In general, the proportion of composite responders was highest in the least severe baseline pain subgroup (<5) and lowest in the most severe subgroup (⩾8) across all treatment arms [see Figure 4(b)]. Among those patients reporting a lower baseline pain score (<5), 31.6% receiving 75 mg and 36.2% receiving 100 mg eluxadoline were composite responders, as compared with 21.1% receiving placebo.

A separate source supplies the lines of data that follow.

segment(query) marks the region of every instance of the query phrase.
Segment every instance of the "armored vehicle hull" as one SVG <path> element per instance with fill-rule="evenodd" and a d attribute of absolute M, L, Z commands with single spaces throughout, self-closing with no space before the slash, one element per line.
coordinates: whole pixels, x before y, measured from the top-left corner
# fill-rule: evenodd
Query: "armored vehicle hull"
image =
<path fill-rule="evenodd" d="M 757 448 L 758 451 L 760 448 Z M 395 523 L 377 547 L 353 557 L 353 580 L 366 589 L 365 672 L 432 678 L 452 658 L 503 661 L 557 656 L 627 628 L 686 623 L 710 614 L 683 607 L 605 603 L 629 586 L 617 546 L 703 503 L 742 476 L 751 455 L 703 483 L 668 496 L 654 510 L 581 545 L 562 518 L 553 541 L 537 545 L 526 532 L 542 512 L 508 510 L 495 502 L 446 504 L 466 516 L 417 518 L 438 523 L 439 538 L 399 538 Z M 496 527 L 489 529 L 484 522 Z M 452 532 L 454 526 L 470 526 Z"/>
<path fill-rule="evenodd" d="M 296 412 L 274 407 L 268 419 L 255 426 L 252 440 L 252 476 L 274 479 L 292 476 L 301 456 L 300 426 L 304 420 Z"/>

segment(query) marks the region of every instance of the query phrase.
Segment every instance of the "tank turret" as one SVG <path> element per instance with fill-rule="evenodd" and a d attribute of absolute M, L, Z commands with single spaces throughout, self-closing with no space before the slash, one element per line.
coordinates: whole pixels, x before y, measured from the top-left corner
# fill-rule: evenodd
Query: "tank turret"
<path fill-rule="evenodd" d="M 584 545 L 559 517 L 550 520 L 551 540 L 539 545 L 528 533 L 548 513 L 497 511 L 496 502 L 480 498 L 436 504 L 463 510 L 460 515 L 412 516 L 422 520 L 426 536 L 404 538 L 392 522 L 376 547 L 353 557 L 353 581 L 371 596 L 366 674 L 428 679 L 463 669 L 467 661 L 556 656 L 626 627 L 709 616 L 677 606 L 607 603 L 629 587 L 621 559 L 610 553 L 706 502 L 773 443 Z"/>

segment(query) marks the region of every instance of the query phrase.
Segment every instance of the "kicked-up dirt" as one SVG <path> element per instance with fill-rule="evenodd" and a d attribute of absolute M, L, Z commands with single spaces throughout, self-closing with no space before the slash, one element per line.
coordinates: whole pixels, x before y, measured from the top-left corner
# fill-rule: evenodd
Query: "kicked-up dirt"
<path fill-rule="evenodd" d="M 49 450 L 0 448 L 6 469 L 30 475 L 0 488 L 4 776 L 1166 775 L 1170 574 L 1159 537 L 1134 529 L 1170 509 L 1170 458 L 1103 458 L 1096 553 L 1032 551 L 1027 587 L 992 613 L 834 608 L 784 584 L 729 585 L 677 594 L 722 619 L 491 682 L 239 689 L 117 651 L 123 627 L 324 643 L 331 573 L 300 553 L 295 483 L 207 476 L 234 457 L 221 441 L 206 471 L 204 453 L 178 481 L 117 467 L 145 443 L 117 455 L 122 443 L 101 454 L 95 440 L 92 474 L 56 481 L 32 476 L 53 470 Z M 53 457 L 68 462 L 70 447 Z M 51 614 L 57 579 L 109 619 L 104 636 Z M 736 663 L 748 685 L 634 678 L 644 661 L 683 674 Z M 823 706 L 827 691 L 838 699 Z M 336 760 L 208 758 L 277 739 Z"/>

In those patients with a higher baseline pain score (⩾8), eluxadoline treatment also resulted in a higher proportion of composite responders (21.4% and 24.5% at 75 mg and 100 mg, respectively) compared with placebo (12.7%). However, the difference in the proportion of composite responders versus placebo decreased with increasing severity [see Figure 4(b)].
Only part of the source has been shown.